Scaling of VASP
HSE06 hybrid calculations
Test benchmark case: VASP 5.4.1, gamma only (except of GPU is vasp_std)
ENCUT = 600.00 eV (ENAUG = 1200.00 eV)
PRECFOCK=Fast
NAME | budapest2 | uv2 | debrecen2 | szeged | fast |
---|---|---|---|---|---|
Perf. per Node (1/s) | 120.25 | 615.78 | 543.88 | 131.23 | 89.29 |
Perf. per Core (1/s) | 6.01 | 6.41 | 181.29 | 2.73 | 7.44 |
Total Perf. (1/s) | 0.84 | 0.62 | 2.18 | 0.52 | 0.36 |
time of one SCF iteration (s) | 1188 | 1624 | 460 | 1905 | 2800 |
NCORE | 5 | 1 | 1 | 6 | 1 |
Total Cores | 140 | 96 | 12 | 192 | 48 |
Node count | 7 | 1 | 4 | 4 | 4 |
MPI processes per Node | 20 | 96 | 3 | 48 | 12 |
IALGO | DAV | DAV | DAV | DAV | DAV |
CPU | E5-2680V2 | E5-4610 | Nvidia K20x | Opteron 6174 | E5-2620 |
Wattage (W) | 115 | 95 | 235 | 115 | 115 |
count per Node | 2 | 16 | 3 | 4 | 2 |
suplement (W) | 50 | 50 | 150 | 75 | 50 |
perNode (W) | 280 | 1570 | 855 | 535 | 280 |
total (W) | 1960 | 1570 | 3420 | 2140 | 1120 |
efficiency (1/W) | 4295 | 3922 | 6361 | 2453 | 3189 |
Notes:
- There is one MPI thread per pysical GPU. There are 3 GPU's per node in debrecen2. As well as there is no gamma only VASP version available, the performance would be even higher.

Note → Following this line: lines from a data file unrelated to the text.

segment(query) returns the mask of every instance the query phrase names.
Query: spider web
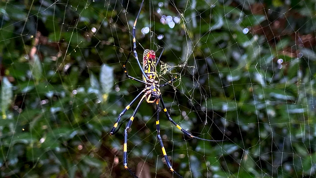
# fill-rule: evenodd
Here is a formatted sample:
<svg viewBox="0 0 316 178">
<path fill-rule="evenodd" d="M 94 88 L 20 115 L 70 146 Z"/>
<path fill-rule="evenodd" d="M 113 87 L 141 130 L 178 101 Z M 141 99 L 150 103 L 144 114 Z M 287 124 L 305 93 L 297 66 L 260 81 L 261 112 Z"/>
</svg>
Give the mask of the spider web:
<svg viewBox="0 0 316 178">
<path fill-rule="evenodd" d="M 122 66 L 140 1 L 0 2 L 3 177 L 131 177 L 122 127 L 143 88 Z M 316 177 L 312 1 L 145 1 L 136 25 L 145 49 L 163 53 L 161 137 L 183 177 Z M 142 79 L 133 56 L 126 69 Z M 161 107 L 161 106 L 160 106 Z M 160 108 L 161 109 L 161 108 Z M 140 178 L 176 177 L 143 103 L 128 130 L 128 166 Z"/>
</svg>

- AMD Opteron 6174 is considerably slower than recent intel CPU's. They have only 1/2 of the speed of an intel core. It is best to use NCORE = 6 flag. This will group the six cores of the real cpu dies. Opteron 6174 actually two six core cpu's inside the same chassis. Thus at szeged's nodes there are 8 hexa core cpu's, totaling 48 cores.
- On intel cpu's NCORE > 1 is important when more than 100 MPI threads. A value 2 might be enough to restore the linear scaling and avoid the bandwidth limitations.
- The GPU port is the most energy efficient, although the gain is not exceptional. Keep in mind that there is no gamma only version of VASP yet for GPUs! Also the TDP of intel cpu's are generally are utilized at maximum due the turbo boost feature. However in typical VASP run's gpu's only draw 100-150W approximetely!
- summpemental, miscellaneous power draw per node is only a heuristic approximate value.